Attacked for her faith, Christian acid victim rebuilds life in US

A 26-year-old woman horrifically burned in an acid attack has spoken out about her trauma as she re-builds her life in Houston, Texas.
According to a report in Daily Mail, Julie Aftab was 16 and working in an office in Pakistan when a man walked in and asked her if she was Christian, spotting a small cross she wore around her neck.
She replied that yes, she was and the man became abusive, shouting at her that she was living in the gutter and would go to hell for shunning Islam.
He left and returned half an hour later, clutching a bottle of battery acid which he savagely chucked over her head. As she ran screaming for the door a second man grabbed her by the hair and forced more of the liquid down her throat, searing her esophagus.
Teeth fell from her mouth as she desperately called for help, stumbling down the street.
A woman heard her cries and took her to her home, pouring water over her head and taking her to hospital.
At first the doctors refused to treat her, because she was a Christian. “They all turned against me,” she told the Houston Chronicle.
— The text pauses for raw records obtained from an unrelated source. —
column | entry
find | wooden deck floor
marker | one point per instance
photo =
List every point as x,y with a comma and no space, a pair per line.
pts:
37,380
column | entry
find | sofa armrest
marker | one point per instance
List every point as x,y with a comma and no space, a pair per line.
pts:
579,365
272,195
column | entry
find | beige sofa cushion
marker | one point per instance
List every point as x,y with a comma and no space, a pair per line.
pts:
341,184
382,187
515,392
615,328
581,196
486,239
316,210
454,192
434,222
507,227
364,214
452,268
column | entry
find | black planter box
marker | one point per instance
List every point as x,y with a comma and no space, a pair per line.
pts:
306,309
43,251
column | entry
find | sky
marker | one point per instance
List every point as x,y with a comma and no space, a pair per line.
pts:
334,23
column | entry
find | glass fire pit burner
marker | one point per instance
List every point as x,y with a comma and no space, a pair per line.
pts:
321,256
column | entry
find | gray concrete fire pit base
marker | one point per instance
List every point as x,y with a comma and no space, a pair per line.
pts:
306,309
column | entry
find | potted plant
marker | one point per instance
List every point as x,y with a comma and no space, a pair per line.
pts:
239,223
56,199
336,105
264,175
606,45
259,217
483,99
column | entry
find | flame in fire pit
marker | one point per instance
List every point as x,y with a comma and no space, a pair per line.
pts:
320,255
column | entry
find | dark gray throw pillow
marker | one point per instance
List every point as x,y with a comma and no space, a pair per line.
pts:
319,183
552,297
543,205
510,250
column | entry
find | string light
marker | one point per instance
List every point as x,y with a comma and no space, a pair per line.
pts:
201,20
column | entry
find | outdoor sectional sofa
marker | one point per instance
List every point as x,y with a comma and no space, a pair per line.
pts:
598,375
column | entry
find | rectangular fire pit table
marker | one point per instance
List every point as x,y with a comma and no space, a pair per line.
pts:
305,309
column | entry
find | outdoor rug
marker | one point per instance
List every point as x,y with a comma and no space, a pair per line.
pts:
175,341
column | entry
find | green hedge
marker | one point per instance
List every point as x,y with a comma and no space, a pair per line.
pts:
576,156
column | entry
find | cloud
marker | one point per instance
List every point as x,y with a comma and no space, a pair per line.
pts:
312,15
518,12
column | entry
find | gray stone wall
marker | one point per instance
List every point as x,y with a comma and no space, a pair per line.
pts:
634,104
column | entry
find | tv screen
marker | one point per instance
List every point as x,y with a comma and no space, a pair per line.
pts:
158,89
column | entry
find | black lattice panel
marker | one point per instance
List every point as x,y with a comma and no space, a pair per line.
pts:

“Even the people who took me to the hospital. They told the doctor they were going to set the hospital on fire if they treated me.”
Eventually Julie’s family found a hospital that agreed to take her in but there was little they could do.
Julie could not speak or move her arms and the acid had burned through her skin to leave bone-deep wounds.
67 percent of her esophagus was burned and she was missing an eye and both eyelids. What remained of her teeth could be seen through a gaping hole where her cheek had been. The doctors predicted she would die any day.
Despite the odds she pulled through. She remained in hospital for a year, unable to speak or see for the first three and a half months.
On leaving the hospital she was labelled a pariah in her neighbourhood, her family was persecuted and their home was burnt down.
“They wanted to hang me,” she told the paper.
But there was light at the end of the tunnel for Julie. A nondenominational bishop arranged for her to be treated in Houston and to live with a local couple, Lee and Gloria Ervin, whom she now calls Uncle Lee and Auntie Gloria.
Supported by her host parents a now 26-year-old Julie says the attack has made her faith stronger than ever.
“Those people, they think they did a bad thing to me, but they brought me closer to God,” Julie told the paper. “They helped me fulfill my dreams. I never imagined I could be the person I am today.”
Julie has had 31 surgeries to reconstruct her face and has gone on to accomplish things no member of her family had done, including graduating from high school and going to college.
She spoke no English when she arrived in Houston in 2004 but will later this month take her citizenship test, having been granted asylum in 2007. Julie is an accounting major at the University of Houston-Clear Lake.